The Company has all corporate power and authority to enter into
this Agreement, the Standby Equity Distribution Agreement, the
Registration Rights Agreement, and to carry out the provisions and
conditions hereof and thereof, and all consents, authorizations,
approvals and orders required in connection herewith and therewith
have been obtained. No consent, authorization or order of, and no
filing with, any court, government agency or other body is required
by the Company for the issuance of the Securities or execution and
delivery of the Offering Materials except for applicable federal
and state securities laws. The Company, since its inception, has
not incurred any liability arising under or as a result of the
application of any of the provisions of the 1933 Act, the 1934 Act
or the Rules and Regulations.
(vii) There has been no material adverse change in
the condition or prospects of the Company, financial or otherwise,
from the latest dates as of which such condition or prospects,
respectively, are set forth in the Offering Materials, and the
outstanding debt, the property and the business of the Company
conform in all material respects to the descriptions thereof
contained in the Offering Materials.
(viii) Except as set forth in the Offering Materials,
the Company is not in material breach of, or in default under, any
term or provision of any material indenture, mortgage, deed of
trust, lease, note, loan or any other material agreement or
instrument evidencing an obligation for borrowed money, or any
other material agreement or instrument to which it is a party or by
which it or any of its properties may be bound or affected.

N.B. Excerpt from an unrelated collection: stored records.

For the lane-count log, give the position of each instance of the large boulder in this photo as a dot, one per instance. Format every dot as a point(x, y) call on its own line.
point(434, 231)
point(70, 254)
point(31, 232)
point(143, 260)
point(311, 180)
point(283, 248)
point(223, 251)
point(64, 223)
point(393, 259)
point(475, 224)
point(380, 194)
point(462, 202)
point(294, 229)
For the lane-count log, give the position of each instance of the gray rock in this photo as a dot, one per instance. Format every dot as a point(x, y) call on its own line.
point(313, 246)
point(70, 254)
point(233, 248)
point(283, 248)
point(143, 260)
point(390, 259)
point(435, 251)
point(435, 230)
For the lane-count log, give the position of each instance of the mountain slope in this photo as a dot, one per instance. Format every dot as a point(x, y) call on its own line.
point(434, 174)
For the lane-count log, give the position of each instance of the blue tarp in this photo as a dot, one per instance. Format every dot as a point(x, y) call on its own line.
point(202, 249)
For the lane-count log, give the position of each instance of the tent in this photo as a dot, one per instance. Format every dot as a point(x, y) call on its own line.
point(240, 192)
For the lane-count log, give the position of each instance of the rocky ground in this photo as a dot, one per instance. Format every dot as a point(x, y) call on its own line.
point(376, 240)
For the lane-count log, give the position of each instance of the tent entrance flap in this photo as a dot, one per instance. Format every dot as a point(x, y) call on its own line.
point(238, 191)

The
Company is not in material violation of any provision of its
charter or by-laws or in material violation of any franchise,
license, permit, judgment, decree or order, or to its knowledge in
material violation of any statute, rule or regulation. Neither the
execution and delivery of the Offering Materials nor the issuance
and sale or delivery of the Securities, nor the consummation of any
of the transactions contemplated in the Offering Materials nor the
compliance by the Company with the terms and provisions hereof or
thereof, has conflicted with or will conflict with, or has resulted
in or will result in a breach of, any of the terms and provisions
of, or has constituted or will constitute a default under, or has
resulted in or will result in the creation or imposition of any
lien, charge or encumbrance upon any property or assets of the
Company or pursuant to the terms of any indenture, mortgage, deed
of trust, note, loan or any other agreement or instrument
evidencing an obligation for borrowed money, or any other agreement
or instrument to which the Company may be bound or to which any of
the property or assets of the Company is subject except (a) where
such default, lien, charge or encumbrance would not have a material
adverse effect on the Company and (b) as described in the Offering
Materials; nor will such action result in any violation of the
provisions of the charter or the by-laws of the Company or,
assuming the due performance by the Placement Agent of its
obligations hereunder, any material statute or any material order,
rule or regulation applicable to the Company of any court or of any
foreign, federal, state or other regulatory authority or other
government body having jurisdiction over the Company.